English arts worker (1966–2006)

Jago Nicholas Aldo Eliot, Lord Eliot (24 March 1966 – 15 April 2006) was the son of Peregrine Eliot, 10th Earl of St Germans, and Jacquetta Eliot, Countess of St Germans (née Lampson).

==Biography==
In 1988, on the death of his grandfather, he became styled Lord Eliot. He was educated at Millfield School.

Eliot was an early collaborator with Eddie Izzard at Covent Garden as a busker, he then moved to Brighton in the late 1980s where he promoted a number of nights at the ZAP club, including Fundamental and Pow Wow. He returned to Cornwall in the mid-1990s and in 2002 founded the Port Eliot Literature Festival, an annual event held in the grounds of the house.

Eliot worked with digital and creative projects, either with the Arts Council or the Port Eliot Literary Festival, and London Arts projects.

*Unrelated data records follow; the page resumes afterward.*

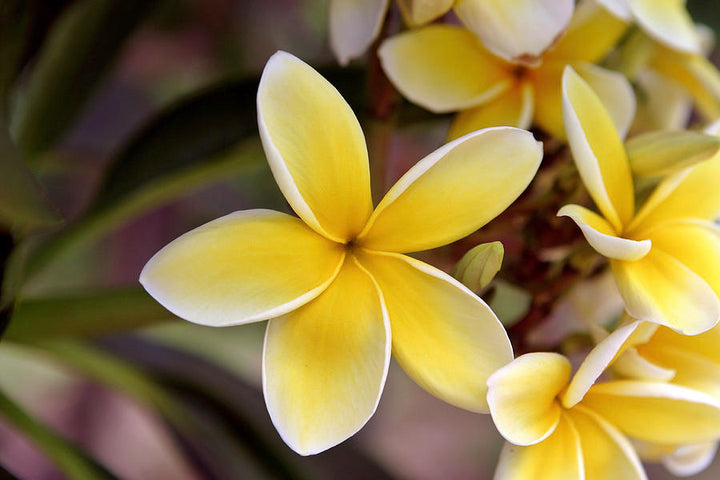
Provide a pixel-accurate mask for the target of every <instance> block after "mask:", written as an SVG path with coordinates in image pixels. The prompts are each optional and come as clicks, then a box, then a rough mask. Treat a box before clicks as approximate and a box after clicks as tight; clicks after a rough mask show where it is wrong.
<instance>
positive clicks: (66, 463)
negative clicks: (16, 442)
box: [0, 392, 117, 480]
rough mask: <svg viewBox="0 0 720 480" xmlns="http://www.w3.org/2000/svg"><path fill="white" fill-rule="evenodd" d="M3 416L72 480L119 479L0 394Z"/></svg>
mask: <svg viewBox="0 0 720 480" xmlns="http://www.w3.org/2000/svg"><path fill="white" fill-rule="evenodd" d="M0 413H1V414H2V416H3V417H4V418H5V420H7V422H8V423H9V424H10V425H12V426H13V427H15V428H16V429H17V430H18V431H20V432H21V433H23V434H24V435H25V436H26V437H27V438H28V439H29V440H30V441H31V442H32V443H34V444H35V445H36V446H37V447H38V448H39V449H40V450H41V451H42V452H43V453H45V455H47V456H48V458H49V459H50V460H51V461H52V462H53V463H54V464H55V465H56V466H57V468H58V469H59V470H60V471H61V472H62V473H63V474H64V475H66V476H67V478H70V479H72V480H112V479H115V478H117V477H115V476H114V475H113V474H111V473H110V472H108V471H107V470H106V469H105V468H103V467H102V466H101V465H100V464H99V463H97V462H96V461H95V460H93V459H92V458H90V457H89V456H87V455H86V454H85V453H83V452H82V451H81V450H80V449H79V448H77V447H76V446H75V445H73V444H71V443H70V442H68V441H67V440H65V439H64V438H62V437H60V436H59V435H57V434H56V433H54V432H52V431H51V430H49V429H48V428H47V427H46V426H45V425H43V424H42V423H40V422H39V421H37V420H36V419H35V418H33V417H32V416H30V415H29V414H28V413H26V412H25V411H24V410H23V409H22V408H21V407H20V406H19V405H17V404H16V403H15V402H14V401H12V400H11V399H10V398H9V397H8V396H7V395H5V394H4V393H3V392H0Z"/></svg>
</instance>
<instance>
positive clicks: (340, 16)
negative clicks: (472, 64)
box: [330, 0, 574, 65]
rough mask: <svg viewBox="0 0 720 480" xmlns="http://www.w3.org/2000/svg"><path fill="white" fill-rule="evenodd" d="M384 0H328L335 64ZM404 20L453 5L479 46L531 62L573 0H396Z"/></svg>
mask: <svg viewBox="0 0 720 480" xmlns="http://www.w3.org/2000/svg"><path fill="white" fill-rule="evenodd" d="M388 3H389V2H388V0H331V1H330V46H331V47H332V49H333V52H334V53H335V56H336V57H337V58H338V60H339V62H340V64H341V65H346V64H347V63H348V62H349V61H350V60H351V59H353V58H356V57H358V56H360V55H362V53H363V52H365V50H367V48H368V47H369V46H370V44H371V43H372V42H373V40H375V38H376V37H377V35H378V33H379V31H380V28H381V26H382V21H383V18H384V17H385V12H386V11H387V8H388ZM397 3H398V6H399V7H400V11H401V12H402V14H403V17H404V18H405V21H406V22H407V23H408V24H409V25H413V26H416V25H424V24H426V23H428V22H431V21H432V20H435V19H436V18H438V17H440V16H441V15H443V14H445V13H447V12H448V11H449V10H450V9H451V8H454V10H455V13H456V14H457V16H458V17H459V18H460V20H461V21H462V22H463V24H464V25H465V26H466V27H467V28H469V29H470V30H471V31H473V32H474V33H475V34H476V35H477V36H478V37H479V38H480V40H481V41H482V42H483V44H484V45H485V47H486V48H487V49H488V50H490V51H491V52H493V53H494V54H495V55H498V56H500V57H502V58H504V59H506V60H507V61H511V62H517V63H530V64H532V63H535V62H536V61H537V58H538V57H539V56H540V55H542V53H543V52H544V51H545V50H547V49H548V48H550V47H551V46H552V45H553V43H554V42H555V41H556V40H557V38H558V37H559V36H560V35H562V33H563V31H564V30H565V29H566V28H567V25H568V22H569V21H570V17H571V16H572V12H573V8H574V2H573V0H398V2H397Z"/></svg>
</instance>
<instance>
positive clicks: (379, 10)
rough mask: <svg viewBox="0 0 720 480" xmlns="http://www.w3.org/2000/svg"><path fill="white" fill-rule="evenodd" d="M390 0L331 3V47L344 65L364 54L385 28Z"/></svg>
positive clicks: (329, 27)
mask: <svg viewBox="0 0 720 480" xmlns="http://www.w3.org/2000/svg"><path fill="white" fill-rule="evenodd" d="M389 3H390V2H389V0H331V1H330V6H329V17H330V22H329V30H330V32H329V33H330V48H331V49H332V51H333V53H334V54H335V57H337V59H338V61H339V62H340V65H347V64H348V63H349V62H350V60H351V59H353V58H357V57H359V56H360V55H362V54H363V53H364V52H365V50H367V49H368V47H370V44H371V43H372V42H373V40H375V38H376V37H377V35H378V33H380V27H381V26H382V22H383V19H384V18H385V12H387V8H388V5H389Z"/></svg>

Shortly before his death, Eliot had been awarded an Artist Fellowship in Creative Technology by Hewlett-Packard and was exploring invisible sculpture and 3D soundscapes.

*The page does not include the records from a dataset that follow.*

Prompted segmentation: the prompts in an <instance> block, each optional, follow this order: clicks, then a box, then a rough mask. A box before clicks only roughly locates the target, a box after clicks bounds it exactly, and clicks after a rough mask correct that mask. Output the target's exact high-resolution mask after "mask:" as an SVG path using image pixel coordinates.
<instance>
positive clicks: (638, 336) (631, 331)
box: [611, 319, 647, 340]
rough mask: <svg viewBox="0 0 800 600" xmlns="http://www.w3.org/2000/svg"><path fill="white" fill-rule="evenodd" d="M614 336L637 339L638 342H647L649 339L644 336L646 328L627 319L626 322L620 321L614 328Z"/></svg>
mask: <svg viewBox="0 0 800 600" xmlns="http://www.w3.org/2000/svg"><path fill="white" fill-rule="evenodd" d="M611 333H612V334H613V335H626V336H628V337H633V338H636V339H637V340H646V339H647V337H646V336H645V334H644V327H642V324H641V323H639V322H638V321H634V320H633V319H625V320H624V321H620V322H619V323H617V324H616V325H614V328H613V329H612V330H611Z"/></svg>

He also began to develop strategies to ensure Port Eliot would continue to be a vibrant cultural laboratory, building on the legend of the Elephant Fayre and helping define the ethos of the Port Eliot Literary Festival, through conversations with friends such as Tom Hodgkinson of the Idler magazine. His passion for the arts saw him also involved with the A Foundation, through his Literati project and i-DAT with the A Conversation at Port Eliot in 2006. This was the first in a proposed series on emerging ideas in art, science and technology organised by Jago Eliot and The Institute of Digital Art and Technology at the University of Plymouth. The themes for this seminar were 'art and irrationality' and 'a geography of the immaterial'.

==Marriage & children==
Eliot married former model Bianca Ciambriello. The couple were first "married" in the "Lost Vagueness" garden at the Glastonbury Festival, before a more formal ceremony at Port Eliot, the seat of the Eliot family. The alternative wedding is featured in Julian Temple's 2006 film Glastonbury. They had one son and twin daughters.

==Death==
Eliot died on 15 April 2006. He was determined to have died from epilepsy, which he had developed in 2004.